4.2.2. Model Training

We demonstrated in our previous work [14] the effectiveness of transfer learning between corpora of the same language or corpora of different languages. Hence, we trained different models from the selected detector with and without different types of transfer learning. In the following, we present the different models that we investigated, and then we present how we trained these models.

We used the detector with default parameters as a baseline, and we called it the MDD-Object model. We trained the MDD-Object model using only real non-native speech without any initial training. In the second model, MDD-Object-G, which was produced from the optimization process in the previous section, we trained the model from scratch without any initial training using the developed Arabic-CAPT corpus.
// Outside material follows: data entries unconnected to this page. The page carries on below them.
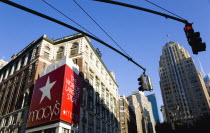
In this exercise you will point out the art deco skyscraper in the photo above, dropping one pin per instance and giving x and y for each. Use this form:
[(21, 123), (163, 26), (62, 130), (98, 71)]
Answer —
[(183, 90)]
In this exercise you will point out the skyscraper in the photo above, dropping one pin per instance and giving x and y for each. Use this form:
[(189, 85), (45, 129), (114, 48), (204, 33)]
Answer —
[(146, 109), (2, 63), (183, 90), (153, 101)]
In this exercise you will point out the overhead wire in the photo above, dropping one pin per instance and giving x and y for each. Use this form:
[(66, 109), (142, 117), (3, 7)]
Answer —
[(69, 18), (164, 9), (100, 27)]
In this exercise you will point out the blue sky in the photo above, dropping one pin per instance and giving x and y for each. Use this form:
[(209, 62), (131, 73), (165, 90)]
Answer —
[(141, 34)]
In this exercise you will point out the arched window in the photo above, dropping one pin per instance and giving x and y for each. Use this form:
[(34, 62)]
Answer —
[(74, 49), (60, 52)]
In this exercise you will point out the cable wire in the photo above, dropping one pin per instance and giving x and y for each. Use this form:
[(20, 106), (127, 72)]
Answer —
[(163, 9), (101, 28), (69, 18)]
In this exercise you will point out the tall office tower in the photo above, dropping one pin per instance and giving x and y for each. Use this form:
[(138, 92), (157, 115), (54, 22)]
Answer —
[(146, 107), (17, 79), (153, 101), (183, 90), (126, 116), (2, 63)]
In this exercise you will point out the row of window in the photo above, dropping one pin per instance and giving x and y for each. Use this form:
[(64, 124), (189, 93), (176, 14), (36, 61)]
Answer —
[(26, 59)]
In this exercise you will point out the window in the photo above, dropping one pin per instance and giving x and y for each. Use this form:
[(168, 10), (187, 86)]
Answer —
[(65, 130), (47, 48), (46, 55), (74, 49), (51, 130)]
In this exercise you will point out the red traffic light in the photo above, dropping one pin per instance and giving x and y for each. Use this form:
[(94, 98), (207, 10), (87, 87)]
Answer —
[(188, 27)]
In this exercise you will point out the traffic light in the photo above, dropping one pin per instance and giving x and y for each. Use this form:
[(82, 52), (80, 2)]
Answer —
[(145, 83), (194, 39), (141, 80)]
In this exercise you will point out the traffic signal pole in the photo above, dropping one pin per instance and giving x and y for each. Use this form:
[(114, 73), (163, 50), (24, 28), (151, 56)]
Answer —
[(70, 27), (143, 9)]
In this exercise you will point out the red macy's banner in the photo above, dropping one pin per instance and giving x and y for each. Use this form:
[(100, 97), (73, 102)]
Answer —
[(56, 96)]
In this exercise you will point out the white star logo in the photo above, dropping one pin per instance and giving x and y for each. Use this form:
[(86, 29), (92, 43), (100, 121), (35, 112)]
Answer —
[(46, 89)]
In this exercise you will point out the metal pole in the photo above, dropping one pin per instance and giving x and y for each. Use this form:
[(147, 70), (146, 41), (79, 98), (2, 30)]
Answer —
[(143, 9), (70, 27)]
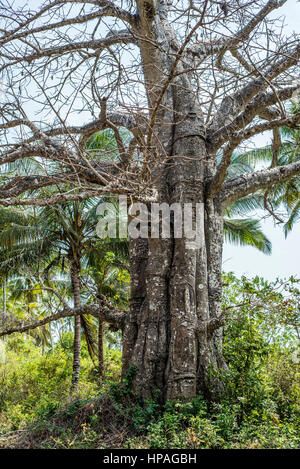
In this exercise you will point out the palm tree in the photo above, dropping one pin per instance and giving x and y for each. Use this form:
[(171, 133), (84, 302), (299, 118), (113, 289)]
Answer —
[(285, 196)]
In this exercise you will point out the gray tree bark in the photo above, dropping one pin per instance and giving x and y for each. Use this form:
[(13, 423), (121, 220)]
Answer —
[(176, 285)]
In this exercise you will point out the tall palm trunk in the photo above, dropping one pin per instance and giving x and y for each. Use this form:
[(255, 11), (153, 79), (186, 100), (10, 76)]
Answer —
[(100, 349), (75, 269)]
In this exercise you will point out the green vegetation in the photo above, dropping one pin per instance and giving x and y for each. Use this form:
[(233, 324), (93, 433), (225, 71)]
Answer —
[(260, 408)]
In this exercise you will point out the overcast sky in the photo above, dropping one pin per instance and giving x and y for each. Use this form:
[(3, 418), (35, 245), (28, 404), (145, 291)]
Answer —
[(285, 258)]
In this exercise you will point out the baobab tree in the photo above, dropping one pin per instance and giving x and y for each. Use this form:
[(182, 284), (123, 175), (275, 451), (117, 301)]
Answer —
[(192, 81)]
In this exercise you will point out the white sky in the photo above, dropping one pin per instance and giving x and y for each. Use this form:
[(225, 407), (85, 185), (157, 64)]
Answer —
[(285, 258)]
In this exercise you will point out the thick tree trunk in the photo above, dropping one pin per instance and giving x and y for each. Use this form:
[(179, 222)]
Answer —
[(75, 269), (176, 283)]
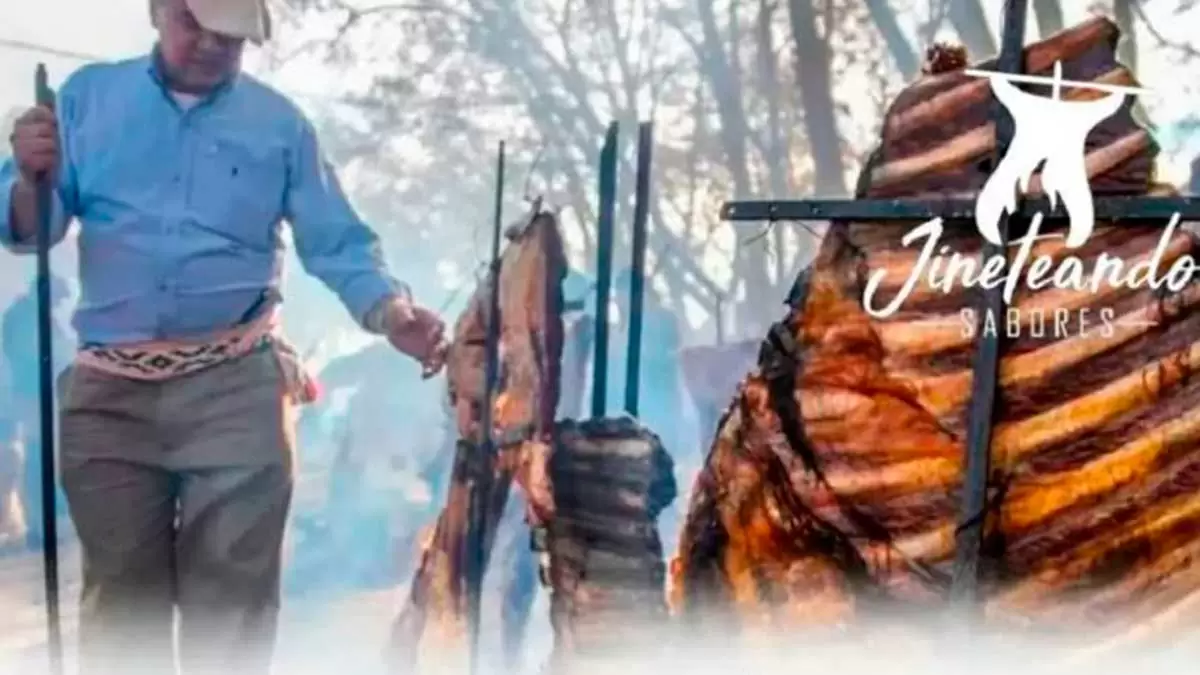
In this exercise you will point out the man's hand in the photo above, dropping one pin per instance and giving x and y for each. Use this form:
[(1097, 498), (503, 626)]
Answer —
[(417, 332), (35, 143), (35, 148)]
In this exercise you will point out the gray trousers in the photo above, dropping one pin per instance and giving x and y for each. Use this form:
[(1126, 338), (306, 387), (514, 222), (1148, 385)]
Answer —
[(180, 493)]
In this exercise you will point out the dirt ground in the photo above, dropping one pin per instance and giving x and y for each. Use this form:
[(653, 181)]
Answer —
[(317, 635)]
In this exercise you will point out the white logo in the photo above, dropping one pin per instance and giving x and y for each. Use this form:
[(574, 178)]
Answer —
[(1050, 133), (1050, 130)]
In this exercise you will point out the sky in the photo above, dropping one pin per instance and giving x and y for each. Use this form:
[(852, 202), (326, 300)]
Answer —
[(114, 29)]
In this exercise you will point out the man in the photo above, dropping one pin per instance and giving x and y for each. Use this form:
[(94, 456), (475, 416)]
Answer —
[(177, 416), (18, 342)]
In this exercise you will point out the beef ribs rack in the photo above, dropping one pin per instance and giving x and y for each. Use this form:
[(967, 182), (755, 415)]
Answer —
[(594, 488), (834, 485)]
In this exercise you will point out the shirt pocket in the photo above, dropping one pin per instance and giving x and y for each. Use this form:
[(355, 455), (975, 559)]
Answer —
[(239, 189)]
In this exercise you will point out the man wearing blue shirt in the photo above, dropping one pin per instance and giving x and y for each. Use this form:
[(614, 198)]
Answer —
[(177, 417)]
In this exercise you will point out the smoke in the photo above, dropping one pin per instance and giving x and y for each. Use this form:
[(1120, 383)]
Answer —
[(929, 646)]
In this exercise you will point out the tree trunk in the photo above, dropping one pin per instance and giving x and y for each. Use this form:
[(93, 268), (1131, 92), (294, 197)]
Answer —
[(901, 52), (813, 66)]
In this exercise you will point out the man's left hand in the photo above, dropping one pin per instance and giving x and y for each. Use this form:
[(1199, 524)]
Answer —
[(417, 332)]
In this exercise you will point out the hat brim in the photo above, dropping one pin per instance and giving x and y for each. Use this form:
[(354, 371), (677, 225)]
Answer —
[(244, 19)]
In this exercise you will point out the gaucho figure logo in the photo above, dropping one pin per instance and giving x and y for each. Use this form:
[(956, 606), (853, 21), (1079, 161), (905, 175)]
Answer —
[(1050, 133)]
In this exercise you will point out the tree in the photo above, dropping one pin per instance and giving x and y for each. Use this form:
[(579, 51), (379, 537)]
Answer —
[(726, 83)]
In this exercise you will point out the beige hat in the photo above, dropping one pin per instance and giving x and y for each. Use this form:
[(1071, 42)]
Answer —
[(237, 18)]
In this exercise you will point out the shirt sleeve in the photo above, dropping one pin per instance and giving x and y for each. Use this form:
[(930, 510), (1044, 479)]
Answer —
[(64, 199), (333, 243)]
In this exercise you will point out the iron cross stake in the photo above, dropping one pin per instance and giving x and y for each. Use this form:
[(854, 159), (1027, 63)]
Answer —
[(970, 532)]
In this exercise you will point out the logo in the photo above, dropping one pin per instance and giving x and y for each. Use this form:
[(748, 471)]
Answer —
[(1050, 135)]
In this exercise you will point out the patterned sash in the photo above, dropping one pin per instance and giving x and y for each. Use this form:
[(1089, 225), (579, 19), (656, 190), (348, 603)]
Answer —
[(157, 360)]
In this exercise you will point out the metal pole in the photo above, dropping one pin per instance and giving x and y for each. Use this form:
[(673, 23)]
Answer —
[(637, 269), (604, 270), (45, 97), (971, 531), (480, 490)]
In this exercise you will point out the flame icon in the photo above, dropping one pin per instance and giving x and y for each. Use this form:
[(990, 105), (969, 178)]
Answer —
[(1051, 133)]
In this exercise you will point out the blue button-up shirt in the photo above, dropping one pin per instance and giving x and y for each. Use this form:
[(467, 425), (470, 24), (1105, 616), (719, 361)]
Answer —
[(180, 210)]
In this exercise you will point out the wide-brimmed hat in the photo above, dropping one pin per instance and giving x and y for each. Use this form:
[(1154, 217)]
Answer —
[(237, 18)]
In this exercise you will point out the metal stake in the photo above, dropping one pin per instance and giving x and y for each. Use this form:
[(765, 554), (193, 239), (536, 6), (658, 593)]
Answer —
[(604, 270), (637, 269), (45, 97)]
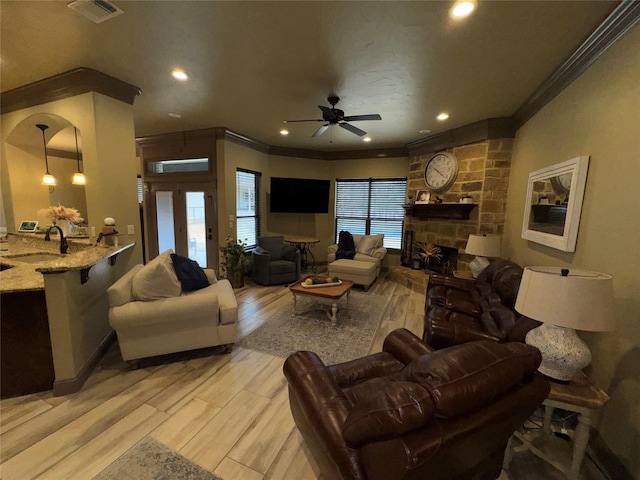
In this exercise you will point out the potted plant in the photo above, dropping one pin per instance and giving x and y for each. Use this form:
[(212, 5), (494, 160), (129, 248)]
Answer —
[(233, 261)]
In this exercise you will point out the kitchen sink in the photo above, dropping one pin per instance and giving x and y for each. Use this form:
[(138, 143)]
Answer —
[(34, 257)]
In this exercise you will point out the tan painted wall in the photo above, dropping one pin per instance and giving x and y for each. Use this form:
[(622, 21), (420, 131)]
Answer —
[(597, 115), (309, 225), (109, 162)]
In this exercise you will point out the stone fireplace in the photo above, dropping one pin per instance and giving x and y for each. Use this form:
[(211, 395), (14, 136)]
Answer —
[(484, 169)]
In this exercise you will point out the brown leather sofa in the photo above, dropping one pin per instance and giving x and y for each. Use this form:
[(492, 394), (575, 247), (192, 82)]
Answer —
[(409, 412), (458, 310)]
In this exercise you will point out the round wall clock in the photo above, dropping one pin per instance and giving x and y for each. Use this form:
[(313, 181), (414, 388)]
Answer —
[(441, 171)]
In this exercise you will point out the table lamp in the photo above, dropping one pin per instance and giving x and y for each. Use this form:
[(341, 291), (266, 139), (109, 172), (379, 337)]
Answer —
[(564, 300), (482, 246)]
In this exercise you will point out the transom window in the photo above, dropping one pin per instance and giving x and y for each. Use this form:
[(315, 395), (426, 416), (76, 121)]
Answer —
[(248, 206), (371, 206)]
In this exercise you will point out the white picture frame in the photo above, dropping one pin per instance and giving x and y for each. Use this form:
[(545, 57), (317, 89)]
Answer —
[(554, 222), (423, 196)]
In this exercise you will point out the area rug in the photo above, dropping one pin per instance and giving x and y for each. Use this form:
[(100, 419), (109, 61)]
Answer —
[(311, 330), (150, 460)]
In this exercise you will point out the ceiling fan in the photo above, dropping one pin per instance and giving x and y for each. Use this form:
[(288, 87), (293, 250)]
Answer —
[(335, 116)]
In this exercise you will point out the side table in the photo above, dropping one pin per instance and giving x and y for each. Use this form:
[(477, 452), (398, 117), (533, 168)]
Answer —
[(579, 396), (304, 244)]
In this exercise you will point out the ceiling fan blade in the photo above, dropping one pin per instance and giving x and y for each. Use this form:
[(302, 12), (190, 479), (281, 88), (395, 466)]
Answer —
[(353, 129), (372, 116), (321, 130), (295, 121), (327, 113)]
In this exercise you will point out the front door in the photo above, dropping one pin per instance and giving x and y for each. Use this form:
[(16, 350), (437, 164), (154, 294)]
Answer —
[(182, 218)]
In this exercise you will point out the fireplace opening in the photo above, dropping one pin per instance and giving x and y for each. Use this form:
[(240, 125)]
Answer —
[(444, 262), (425, 256)]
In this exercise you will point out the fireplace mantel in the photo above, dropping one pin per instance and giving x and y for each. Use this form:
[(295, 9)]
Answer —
[(457, 211)]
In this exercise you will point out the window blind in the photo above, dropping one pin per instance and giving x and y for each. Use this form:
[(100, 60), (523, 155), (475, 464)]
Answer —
[(247, 207), (371, 206)]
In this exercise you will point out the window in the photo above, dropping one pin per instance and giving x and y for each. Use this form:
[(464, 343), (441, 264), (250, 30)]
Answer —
[(248, 206), (371, 206), (187, 165), (140, 190)]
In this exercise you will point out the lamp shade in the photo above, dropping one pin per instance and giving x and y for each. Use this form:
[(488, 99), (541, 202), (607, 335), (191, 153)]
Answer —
[(483, 245), (578, 299)]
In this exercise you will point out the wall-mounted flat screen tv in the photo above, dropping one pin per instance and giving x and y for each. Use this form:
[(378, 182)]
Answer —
[(299, 195)]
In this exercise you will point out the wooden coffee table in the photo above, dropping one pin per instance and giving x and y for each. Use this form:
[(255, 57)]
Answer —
[(330, 295)]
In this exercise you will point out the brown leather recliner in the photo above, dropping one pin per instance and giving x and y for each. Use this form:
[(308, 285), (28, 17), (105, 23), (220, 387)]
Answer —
[(409, 412), (459, 310)]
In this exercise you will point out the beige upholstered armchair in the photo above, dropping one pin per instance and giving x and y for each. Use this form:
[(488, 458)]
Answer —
[(368, 249), (153, 315)]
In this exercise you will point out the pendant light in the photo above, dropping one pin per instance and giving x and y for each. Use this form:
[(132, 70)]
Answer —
[(78, 177), (47, 178)]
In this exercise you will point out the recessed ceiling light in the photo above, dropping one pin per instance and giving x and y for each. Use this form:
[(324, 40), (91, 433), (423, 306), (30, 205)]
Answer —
[(179, 75), (463, 8)]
Then, we trained various versions of it by initially training the detector using native speech, synthesized speech, and a combination of native and synthesized speech, and we called these versions MDD-Object-G/N, MDD-Object-G/S, and MDD-Object-G/NS, respectively. In the MDD-Object-G/N model, we initially trained using native speech, and then we transferred the weights by freezing the first four layers of the backbone network of the detector and fine-tune the remaining layers using the real non-native Arabic-CAPT corpus. In MDD-Object-G/S, we trained the model using synthesized speech from the Arabic-CAPT-S corpus, which is approximately four times the size of the original Arabic-CAPT corpus, as shown in Table 3. Then, we transferred the weights of the detector and fine-tuned them using the real Arabic-CAPT corpus. Finally, in MDD-Object-G/NS, we initially trained the model using the combination of native speech and synthesized speech. Then, we also transferred the weights of the detector and fine-tuned them using the real Arabic-CAPT corpus.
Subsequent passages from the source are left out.